The Mechanics underlying the Specification
Automatic semicolon insertion (ASI for short) is with us in ES5 and it will continue accompanying us in ES6, so an understanding of how this mechanism operates is beneficial. This article maps out the operations our parsers are performing when we include and don't include semicolons. The rules for ASI are described in section 7.9 of the ES5.1 standard, and we will examine these rules laid out in this particular version since ES6 is still in draft phase.
The three basic rules for ASI are most accurately stated in section 7.9.1:
1. When, as the program is parsed from left to right, a token (called the offending token) is encountered that is not allowed by any production of the grammar, then a semicolon is automatically inserted before the offending token if one or more of the following conditions is true:
The offending token is separated from the previous token by at least one LineTerminator.
The offending token is }.
2. When, as the program is parsed from left to right, the end of the input stream of tokens is encountered and the parser is unable to parse the input token stream as a single complete ECMAScript Program, then a semicolon is automatically inserted at the end of the input stream.
3. When, as the program is parsed from left to right, a token is encountered that is allowed by some production of the grammar, but the production is a restricted production and the token would be the first token for a terminal or nonterminal immediately following the annotation “[no LineTerminator here]” within the restricted production (and therefore such a token is called a restricted token), and the restricted token is separated from the previous token by at least one LineTerminator, then a semicolon is automatically inserted before the restricted token.

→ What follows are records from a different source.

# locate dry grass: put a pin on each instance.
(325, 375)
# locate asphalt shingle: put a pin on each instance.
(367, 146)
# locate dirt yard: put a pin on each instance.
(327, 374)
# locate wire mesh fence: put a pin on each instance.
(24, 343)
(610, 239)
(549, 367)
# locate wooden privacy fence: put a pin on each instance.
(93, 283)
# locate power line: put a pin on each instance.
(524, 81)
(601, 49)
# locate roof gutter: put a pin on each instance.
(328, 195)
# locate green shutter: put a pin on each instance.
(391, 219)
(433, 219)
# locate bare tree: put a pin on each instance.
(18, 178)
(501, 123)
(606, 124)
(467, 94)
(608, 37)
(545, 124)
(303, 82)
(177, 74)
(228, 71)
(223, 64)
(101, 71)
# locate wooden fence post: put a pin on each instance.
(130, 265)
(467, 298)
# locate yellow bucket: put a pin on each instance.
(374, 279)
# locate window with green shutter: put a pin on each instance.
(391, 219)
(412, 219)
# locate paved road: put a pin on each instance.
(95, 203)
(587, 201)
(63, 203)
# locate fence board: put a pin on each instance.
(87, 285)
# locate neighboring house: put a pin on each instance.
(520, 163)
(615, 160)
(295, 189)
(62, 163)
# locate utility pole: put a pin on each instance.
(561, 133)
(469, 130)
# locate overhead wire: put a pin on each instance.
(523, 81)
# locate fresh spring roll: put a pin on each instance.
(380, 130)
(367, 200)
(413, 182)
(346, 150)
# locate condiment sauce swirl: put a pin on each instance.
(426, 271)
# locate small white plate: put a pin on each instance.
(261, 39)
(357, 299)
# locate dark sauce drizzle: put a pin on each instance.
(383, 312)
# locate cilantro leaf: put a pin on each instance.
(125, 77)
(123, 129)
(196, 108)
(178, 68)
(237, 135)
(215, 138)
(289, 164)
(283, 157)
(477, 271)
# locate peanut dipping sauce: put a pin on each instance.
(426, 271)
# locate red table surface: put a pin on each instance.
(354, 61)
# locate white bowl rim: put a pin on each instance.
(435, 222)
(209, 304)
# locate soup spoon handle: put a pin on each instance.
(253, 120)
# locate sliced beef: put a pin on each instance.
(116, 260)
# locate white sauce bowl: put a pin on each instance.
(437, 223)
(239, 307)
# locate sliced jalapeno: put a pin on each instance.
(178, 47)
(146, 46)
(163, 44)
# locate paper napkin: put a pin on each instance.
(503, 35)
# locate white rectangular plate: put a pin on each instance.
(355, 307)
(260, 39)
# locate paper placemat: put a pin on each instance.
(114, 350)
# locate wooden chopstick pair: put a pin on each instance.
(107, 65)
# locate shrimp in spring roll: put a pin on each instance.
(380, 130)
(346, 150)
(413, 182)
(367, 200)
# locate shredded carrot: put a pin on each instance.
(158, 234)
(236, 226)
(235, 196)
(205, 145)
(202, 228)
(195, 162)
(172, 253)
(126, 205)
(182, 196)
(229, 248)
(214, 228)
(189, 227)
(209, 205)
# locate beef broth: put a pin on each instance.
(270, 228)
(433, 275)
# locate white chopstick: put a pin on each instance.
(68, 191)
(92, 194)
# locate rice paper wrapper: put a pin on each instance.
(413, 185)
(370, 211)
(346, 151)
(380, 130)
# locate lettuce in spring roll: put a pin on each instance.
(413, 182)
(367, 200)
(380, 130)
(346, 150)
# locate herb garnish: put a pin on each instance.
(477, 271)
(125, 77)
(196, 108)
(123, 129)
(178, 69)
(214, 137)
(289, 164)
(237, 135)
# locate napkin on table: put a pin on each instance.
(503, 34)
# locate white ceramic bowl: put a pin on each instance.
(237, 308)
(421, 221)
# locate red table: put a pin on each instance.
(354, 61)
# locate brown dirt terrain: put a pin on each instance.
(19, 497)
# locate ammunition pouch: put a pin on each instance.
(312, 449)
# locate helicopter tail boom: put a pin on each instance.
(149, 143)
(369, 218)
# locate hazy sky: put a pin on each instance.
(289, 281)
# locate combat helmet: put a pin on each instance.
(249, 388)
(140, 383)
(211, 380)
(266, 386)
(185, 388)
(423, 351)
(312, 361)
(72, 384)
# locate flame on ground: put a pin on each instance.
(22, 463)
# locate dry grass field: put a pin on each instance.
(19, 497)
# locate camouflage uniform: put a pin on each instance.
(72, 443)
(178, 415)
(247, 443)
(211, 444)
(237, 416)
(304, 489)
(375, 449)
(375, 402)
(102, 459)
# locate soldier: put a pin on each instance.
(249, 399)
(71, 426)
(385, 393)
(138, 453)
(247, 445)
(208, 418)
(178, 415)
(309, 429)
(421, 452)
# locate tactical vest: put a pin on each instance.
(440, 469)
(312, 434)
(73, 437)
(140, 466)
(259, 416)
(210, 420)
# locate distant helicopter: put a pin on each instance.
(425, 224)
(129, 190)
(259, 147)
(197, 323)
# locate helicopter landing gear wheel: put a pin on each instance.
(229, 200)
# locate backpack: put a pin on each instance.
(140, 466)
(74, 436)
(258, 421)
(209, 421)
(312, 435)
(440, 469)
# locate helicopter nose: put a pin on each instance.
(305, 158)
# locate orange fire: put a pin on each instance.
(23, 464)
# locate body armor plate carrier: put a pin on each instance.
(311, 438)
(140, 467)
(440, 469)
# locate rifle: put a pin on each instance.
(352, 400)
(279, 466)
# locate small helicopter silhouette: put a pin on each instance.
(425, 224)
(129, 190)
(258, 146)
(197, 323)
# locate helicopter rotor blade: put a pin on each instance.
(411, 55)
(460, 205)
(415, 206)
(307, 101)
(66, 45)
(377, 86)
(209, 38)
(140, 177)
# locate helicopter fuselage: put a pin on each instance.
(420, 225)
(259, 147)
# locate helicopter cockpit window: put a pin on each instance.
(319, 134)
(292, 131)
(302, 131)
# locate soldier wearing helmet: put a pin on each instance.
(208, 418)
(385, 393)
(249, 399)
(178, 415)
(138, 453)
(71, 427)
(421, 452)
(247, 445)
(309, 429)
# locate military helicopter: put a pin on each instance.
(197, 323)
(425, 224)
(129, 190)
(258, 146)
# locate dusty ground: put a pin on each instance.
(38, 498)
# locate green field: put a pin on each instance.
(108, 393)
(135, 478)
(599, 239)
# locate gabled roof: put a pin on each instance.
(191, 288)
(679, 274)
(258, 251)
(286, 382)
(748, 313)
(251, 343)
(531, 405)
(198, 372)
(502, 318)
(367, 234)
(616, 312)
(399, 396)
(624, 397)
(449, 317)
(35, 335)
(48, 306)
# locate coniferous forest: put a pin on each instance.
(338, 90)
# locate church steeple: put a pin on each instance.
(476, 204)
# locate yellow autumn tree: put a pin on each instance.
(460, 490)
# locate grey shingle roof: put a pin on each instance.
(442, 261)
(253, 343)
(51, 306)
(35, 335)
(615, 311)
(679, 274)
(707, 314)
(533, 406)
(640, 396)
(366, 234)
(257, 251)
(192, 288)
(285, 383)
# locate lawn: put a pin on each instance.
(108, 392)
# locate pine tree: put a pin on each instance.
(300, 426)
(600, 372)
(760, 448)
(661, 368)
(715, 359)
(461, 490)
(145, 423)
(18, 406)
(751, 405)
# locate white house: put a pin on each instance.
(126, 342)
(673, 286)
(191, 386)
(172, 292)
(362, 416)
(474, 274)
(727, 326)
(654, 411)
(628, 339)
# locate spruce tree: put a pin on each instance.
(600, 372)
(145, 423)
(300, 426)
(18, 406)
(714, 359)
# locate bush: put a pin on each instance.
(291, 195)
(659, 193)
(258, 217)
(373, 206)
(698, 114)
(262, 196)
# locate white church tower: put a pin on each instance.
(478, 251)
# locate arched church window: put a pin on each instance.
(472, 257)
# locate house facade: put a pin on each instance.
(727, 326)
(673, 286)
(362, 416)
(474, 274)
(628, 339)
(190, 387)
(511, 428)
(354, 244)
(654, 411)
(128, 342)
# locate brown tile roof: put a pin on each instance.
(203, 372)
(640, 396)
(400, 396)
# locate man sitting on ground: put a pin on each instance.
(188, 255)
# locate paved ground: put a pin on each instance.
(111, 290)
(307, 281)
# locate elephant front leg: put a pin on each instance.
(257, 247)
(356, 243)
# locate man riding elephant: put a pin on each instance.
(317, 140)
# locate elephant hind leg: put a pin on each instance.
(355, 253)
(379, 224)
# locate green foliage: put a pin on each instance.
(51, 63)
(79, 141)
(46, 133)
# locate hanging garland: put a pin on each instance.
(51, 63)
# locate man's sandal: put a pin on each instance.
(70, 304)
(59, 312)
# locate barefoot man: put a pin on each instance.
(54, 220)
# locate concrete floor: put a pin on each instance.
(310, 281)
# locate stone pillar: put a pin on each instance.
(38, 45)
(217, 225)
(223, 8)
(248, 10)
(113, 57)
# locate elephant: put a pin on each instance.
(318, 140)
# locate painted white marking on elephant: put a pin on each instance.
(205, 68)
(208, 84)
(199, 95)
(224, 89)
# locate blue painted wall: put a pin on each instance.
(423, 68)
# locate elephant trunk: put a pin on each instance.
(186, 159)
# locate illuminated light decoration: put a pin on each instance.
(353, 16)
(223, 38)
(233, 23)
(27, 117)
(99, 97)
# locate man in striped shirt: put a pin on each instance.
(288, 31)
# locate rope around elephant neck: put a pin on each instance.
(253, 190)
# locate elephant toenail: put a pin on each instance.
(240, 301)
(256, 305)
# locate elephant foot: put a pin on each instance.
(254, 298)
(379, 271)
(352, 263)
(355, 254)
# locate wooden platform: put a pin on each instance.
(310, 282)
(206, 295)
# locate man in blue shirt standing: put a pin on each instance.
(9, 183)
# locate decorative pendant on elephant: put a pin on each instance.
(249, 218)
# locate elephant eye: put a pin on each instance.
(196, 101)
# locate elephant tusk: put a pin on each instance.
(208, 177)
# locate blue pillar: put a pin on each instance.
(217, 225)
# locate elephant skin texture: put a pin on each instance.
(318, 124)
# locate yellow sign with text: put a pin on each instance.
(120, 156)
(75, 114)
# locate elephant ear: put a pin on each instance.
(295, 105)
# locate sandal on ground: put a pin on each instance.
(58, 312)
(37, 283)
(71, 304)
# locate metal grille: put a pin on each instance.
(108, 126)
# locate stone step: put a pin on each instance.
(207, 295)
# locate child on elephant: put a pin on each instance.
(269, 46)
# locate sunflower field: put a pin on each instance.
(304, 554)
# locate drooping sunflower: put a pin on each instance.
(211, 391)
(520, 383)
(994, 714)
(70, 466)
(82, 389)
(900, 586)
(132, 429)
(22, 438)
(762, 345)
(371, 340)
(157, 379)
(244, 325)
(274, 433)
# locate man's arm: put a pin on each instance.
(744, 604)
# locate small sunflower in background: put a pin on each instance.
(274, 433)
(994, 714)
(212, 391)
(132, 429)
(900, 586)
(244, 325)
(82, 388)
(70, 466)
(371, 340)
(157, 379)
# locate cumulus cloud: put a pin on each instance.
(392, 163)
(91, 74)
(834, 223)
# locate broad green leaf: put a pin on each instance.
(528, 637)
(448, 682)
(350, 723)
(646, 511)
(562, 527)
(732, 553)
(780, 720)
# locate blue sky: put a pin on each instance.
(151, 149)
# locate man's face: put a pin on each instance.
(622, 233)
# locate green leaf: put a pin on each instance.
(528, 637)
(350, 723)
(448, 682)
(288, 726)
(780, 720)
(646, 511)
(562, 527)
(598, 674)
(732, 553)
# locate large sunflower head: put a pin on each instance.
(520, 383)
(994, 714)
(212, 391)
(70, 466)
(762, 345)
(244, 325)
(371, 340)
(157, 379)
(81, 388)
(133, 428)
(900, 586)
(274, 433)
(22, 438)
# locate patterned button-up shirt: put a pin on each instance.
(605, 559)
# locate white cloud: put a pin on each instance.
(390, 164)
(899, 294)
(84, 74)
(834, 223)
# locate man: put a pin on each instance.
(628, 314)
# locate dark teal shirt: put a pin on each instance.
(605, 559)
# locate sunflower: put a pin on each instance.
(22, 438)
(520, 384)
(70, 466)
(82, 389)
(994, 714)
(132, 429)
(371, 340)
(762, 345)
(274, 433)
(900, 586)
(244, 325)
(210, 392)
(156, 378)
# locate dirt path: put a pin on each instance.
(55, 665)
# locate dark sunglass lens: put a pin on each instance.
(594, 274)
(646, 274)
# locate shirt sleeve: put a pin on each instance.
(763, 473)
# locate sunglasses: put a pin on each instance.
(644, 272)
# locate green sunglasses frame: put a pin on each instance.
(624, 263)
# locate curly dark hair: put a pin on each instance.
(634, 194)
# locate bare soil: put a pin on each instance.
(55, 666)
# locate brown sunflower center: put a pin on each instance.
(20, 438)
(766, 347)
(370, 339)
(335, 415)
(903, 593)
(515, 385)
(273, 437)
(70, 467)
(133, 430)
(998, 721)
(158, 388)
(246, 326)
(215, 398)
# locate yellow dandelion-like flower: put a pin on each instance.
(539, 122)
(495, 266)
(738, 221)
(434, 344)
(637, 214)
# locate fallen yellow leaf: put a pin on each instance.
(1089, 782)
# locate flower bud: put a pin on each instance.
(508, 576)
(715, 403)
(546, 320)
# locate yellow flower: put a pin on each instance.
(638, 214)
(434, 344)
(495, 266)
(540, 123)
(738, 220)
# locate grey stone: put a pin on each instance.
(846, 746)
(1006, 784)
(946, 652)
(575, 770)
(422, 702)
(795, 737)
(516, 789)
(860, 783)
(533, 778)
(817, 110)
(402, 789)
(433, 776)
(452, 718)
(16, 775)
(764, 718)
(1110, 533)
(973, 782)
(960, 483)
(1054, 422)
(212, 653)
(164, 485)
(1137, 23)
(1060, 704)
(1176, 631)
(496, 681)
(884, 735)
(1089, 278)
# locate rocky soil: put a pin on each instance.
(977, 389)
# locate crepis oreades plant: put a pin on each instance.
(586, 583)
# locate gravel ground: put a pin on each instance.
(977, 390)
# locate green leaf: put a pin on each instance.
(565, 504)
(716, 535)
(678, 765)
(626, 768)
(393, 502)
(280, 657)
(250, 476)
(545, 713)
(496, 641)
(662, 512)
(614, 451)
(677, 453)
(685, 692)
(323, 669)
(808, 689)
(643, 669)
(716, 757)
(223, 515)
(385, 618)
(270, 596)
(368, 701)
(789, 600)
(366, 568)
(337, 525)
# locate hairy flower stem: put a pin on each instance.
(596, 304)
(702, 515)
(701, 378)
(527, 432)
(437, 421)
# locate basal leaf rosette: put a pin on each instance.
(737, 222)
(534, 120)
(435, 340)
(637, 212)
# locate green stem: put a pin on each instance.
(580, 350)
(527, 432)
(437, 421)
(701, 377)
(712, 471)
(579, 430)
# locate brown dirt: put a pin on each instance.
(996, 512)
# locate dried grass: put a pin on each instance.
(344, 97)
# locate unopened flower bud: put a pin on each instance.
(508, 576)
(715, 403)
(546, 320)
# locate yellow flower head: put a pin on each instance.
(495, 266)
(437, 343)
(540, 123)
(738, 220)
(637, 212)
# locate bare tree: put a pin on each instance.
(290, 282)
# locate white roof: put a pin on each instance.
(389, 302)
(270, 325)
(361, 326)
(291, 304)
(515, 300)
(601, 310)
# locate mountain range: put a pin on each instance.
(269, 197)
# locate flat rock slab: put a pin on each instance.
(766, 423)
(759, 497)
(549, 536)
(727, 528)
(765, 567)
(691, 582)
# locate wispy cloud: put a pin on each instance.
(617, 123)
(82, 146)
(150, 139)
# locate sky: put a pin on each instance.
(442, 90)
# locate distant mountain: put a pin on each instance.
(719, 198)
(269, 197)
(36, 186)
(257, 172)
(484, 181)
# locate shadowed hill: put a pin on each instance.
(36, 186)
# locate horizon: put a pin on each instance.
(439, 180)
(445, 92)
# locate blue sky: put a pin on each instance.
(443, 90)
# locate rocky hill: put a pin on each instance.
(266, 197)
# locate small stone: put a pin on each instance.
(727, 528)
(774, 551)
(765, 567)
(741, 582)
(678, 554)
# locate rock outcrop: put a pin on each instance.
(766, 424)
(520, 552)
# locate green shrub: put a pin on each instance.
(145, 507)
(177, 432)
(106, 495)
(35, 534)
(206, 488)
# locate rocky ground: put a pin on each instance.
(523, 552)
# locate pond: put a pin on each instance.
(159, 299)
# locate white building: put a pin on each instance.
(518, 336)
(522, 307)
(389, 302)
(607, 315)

Let's look at the steps an ES compliant parser might take when encountering the following code:
var one = 1 console.log(one)
A given here is that the variable expression has already been parsed. The beginning of the console.log statement meets the first criteria in Rule 1 when the offending token, c, is encountered. As the parser follows the first rule of semicolon insertion and checks to see if the character is preceded by a new line break1, it discovers this is the case, and so it inserts a semicolon after the preceding token, which is 1, and continues forward. Now let's look at how simple it becomes when a semicolon is included:
var one = 1; console.log(one);
It just parses another token, the semicolon, which correctly closes the statement, as the parser intended, and carries onward. The following more complex example should help in furthering our understanding on the very different paths the parser may traverse:
return; a + b;
return a + b
Not only might an error in logic go unnoticed, but leaving out the semicolon clearly isn't the shortest path. At the minimum, the parser has to process three boolean statements and a function call for insertion of a semicolon, which itself is adding to the complexity. In the most extreme case (shown above), you are looking at three more boolean checks for a total of six moves and finally a semicolon insertion function call. Additionally, there's an overriding condition for all the rules:
...a semicolon is never inserted automatically if the semicolon would then be parsed as an empty statement or if that semicolon would become one of the two semicolons in the header of a for statement (see 12.6.3).
I hope this provides a solid reference on the underlying machinery behind ASI.
1 Named the line feed character in table 3 of chapter 7, section 3.